Figures 2 and 3 provide an overview of the CGC’s interpretation of the summary of findings from the systematic review. Full summary of findings tables can be found in Supplement Tables 1 to 5.

Recommendation 1

ACP recommends adding a sodium–glucose cotransporter-2 (SGLT-2) inhibitor or glucagon-like peptide-1 (GLP-1) agonist to metformin and lifestyle modifications in adults with type 2 diabetes and inadequate glycemic control (strong recommendation; high-certainty evidence).
Use an SGLT-2 inhibitor to reduce the risk for all-cause mortality, major adverse cardiovascular events, progression of chronic kidney disease, and hospitalization due to congestive heart failure.

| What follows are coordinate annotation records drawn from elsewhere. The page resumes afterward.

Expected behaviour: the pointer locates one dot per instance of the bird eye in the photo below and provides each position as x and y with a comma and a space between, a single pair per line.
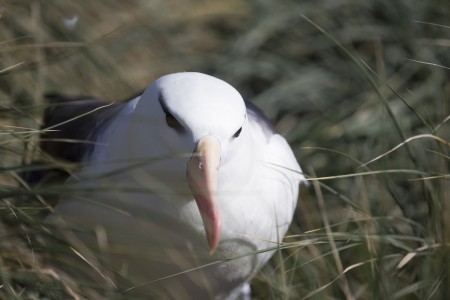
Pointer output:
237, 133
173, 122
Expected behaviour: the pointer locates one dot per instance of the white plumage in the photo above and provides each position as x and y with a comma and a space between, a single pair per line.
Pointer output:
181, 177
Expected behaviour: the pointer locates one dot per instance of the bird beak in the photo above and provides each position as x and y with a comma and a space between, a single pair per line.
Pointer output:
202, 177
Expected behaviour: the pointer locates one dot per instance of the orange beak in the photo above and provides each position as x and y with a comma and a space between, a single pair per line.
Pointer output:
202, 177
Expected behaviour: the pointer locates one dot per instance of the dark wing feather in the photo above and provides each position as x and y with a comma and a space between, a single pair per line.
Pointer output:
74, 124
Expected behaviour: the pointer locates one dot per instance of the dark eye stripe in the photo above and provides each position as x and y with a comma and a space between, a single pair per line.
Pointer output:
172, 122
237, 133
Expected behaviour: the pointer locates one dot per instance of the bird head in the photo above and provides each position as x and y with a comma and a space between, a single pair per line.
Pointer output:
208, 115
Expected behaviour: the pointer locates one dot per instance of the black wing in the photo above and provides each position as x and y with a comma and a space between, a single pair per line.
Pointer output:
71, 125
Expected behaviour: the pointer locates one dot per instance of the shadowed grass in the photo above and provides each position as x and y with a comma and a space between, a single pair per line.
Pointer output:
359, 89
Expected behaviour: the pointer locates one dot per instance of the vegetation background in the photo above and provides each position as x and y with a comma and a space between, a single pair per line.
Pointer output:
360, 89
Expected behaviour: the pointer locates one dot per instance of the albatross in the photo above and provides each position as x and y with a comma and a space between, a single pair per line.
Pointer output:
183, 192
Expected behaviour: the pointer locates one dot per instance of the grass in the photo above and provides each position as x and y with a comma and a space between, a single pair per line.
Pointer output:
359, 88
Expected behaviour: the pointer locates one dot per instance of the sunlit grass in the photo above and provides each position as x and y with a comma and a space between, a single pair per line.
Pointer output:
359, 89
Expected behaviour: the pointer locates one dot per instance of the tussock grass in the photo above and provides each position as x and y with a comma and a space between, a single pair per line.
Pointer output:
359, 88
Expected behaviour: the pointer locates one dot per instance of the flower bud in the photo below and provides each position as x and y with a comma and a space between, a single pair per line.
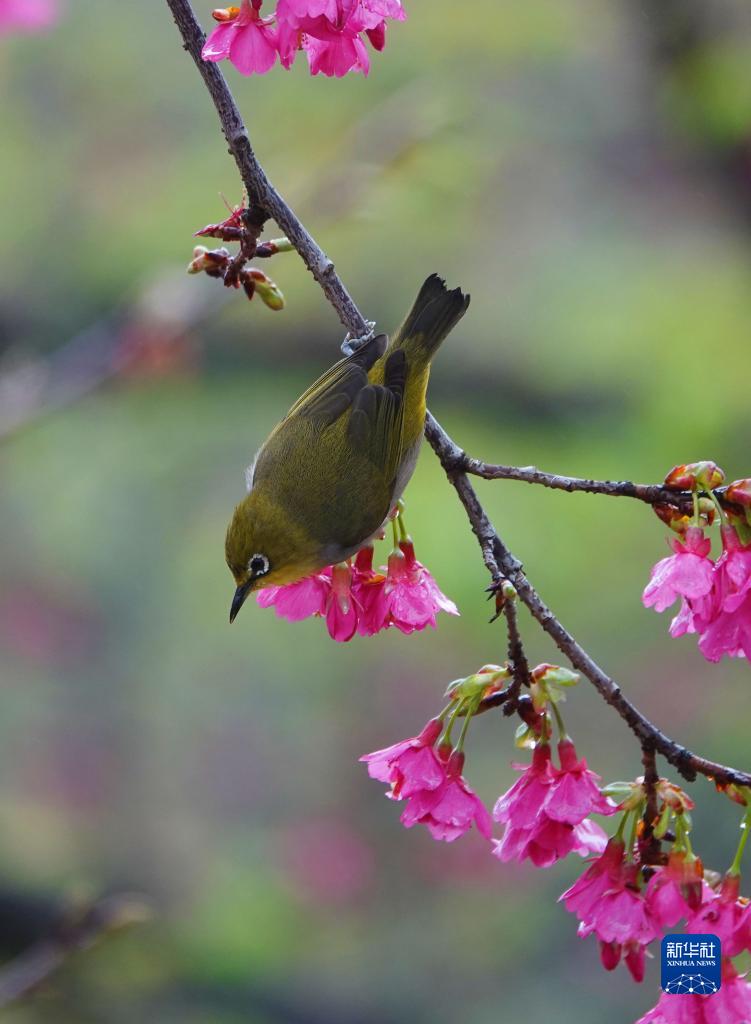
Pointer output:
740, 493
223, 14
255, 282
208, 260
695, 476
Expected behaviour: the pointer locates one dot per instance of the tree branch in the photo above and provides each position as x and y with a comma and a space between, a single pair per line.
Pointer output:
456, 463
651, 494
31, 969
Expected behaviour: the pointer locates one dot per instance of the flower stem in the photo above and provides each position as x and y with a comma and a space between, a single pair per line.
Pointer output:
745, 827
562, 734
399, 519
697, 515
394, 532
464, 727
720, 511
622, 826
445, 736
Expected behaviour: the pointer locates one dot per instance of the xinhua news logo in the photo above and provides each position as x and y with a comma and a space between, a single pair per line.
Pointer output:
691, 965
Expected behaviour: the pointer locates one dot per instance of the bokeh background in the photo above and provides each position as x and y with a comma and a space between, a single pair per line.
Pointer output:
584, 170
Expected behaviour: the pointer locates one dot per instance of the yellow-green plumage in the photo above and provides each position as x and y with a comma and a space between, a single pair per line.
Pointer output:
327, 477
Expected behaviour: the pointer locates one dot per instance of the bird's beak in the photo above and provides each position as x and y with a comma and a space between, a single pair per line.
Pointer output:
240, 594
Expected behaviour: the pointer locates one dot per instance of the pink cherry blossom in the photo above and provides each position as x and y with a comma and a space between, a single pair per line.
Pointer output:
249, 41
727, 630
575, 790
728, 633
27, 15
599, 878
407, 597
341, 606
608, 901
732, 1005
726, 914
331, 33
333, 51
298, 600
411, 765
449, 810
675, 891
686, 573
548, 841
545, 811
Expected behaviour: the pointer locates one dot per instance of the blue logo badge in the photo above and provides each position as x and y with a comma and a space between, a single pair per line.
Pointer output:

Use a GLP-1 agonist to reduce the risk for all-cause mortality, major adverse cardiovascular events, and stroke.
The only newer pharmacologic treatments of type 2 diabetes that reduced all-cause mortality compared with placebo or usual care were SGLT-2 inhibitors and GLP-1 agonists. However, after evaluating the benefits and harms of these pharmacologic classes, the CGC could not determine the superiority of one over the other. In addition, the most common usual care medication in the included trials was metformin. High-certainty evidence indicates that adding an SGLT-2 inhibitor to usual care reduces the risk for all-cause mortality, hospitalization due to CHF, and progression of CKD, and moderate-certainty evidence indicates that it probably reduces the risk for MACE compared with usual care (that is, background pharmacologic treatment and lifestyle modifications) (Supplement Table 1) (24). High-certainty evidence indicates that adding a GLP-1 agonist to usual care reduces the risk for all-cause mortality, MACE, and stroke (Supplement Table 1) (24). The CGC Public Panel considered the benefits and harms of SGLT-2 inhibitors and GLP-1 agonists and supported their use, which was consistent with the conclusions in the systematic review of studies on patient values and preferences (24).

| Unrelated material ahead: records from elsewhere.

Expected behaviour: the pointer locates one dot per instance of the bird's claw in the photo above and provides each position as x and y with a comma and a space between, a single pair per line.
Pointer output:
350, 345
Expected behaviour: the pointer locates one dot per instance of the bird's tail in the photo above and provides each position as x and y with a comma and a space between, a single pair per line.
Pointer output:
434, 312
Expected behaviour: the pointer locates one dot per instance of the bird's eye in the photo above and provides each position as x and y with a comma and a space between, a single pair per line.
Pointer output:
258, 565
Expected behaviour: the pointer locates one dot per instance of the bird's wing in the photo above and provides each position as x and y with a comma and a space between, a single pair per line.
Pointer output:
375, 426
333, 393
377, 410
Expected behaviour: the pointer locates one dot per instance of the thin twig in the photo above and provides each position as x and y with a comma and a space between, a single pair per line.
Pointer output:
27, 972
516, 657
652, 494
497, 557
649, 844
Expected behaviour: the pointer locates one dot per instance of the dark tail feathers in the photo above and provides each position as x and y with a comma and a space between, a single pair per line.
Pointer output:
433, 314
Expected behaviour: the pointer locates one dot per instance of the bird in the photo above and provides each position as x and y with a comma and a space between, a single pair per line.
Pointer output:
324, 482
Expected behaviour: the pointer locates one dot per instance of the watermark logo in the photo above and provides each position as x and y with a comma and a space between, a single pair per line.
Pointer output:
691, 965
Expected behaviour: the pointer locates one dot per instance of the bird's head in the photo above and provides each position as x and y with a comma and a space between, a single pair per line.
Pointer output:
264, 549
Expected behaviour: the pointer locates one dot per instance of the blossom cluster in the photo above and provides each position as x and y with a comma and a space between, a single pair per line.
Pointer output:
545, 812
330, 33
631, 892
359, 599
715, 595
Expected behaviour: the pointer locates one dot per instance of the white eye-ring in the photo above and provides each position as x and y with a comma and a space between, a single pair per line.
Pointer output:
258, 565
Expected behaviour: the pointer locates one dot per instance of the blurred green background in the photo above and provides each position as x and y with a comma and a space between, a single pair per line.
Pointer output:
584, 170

When SGLT-2 inhibitors and GLP-1 agonists are compared indirectly (NMA), SGLT-2 inhibitors probably reduce the risk for hospitalization due to CHF, whereas GLP-1 agonists probably reduce the risk for stroke (Supplement Table 3) (24). Neither pharmacologic class causes severe hypoglycemia, but both are associated with various harms and carry specific warnings (24). Sodium–glucose cotransporter-2 inhibitors are associated with bone fractures, lower-limb amputations, urogenital mycotic infections, Fournier gangrene, orthostatic hypotension, euglycemic ketoacidosis, and other harms (24). Glucagon-like peptide-1 agonists are associated with thyroid C-cell tumors (in rodents), pancreatitis, acute gallbladder disease, diabetic retinopathy, and other harms (24). The analysis of SAEs was limited by variation in definition across studies, but it also included events that could be considered effectiveness outcomes (such as stroke and MI). As a result, newer therapies, such as SGLT-2 inhibitors, resulted in a reduction in SAEs compared with usual care (24), but this was likely attributable to how the outcome was measured as opposed to the treatment actually reducing SAEs.

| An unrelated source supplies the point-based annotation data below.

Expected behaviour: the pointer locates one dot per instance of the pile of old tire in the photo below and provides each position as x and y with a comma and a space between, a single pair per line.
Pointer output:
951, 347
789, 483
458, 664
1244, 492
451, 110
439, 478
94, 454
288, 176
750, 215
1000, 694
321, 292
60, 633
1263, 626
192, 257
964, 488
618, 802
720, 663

Over study periods, SGLT-2 inhibitors and GLP-1 agonists resulted in total body weight loss (24). Inconsistent reporting of clinically important total body weight loss of 10% or more precluded accurate comparative assessment of this outcome by pharmacologic class (24). However, individual RCTs suggested that a higher percentage of participants had total body weight loss exceeding 10% with GLP-1 agonists than with usual care or long-acting insulins (24). Although all examined medications are indicated for improvement in glycemic control, primary study designs allowing postrandomization treatments in response to inadequate glycemic control, at the discretion of study investigators and physicians, precluded accurate assessment of comparative glycemic control by pharmacologic class (24).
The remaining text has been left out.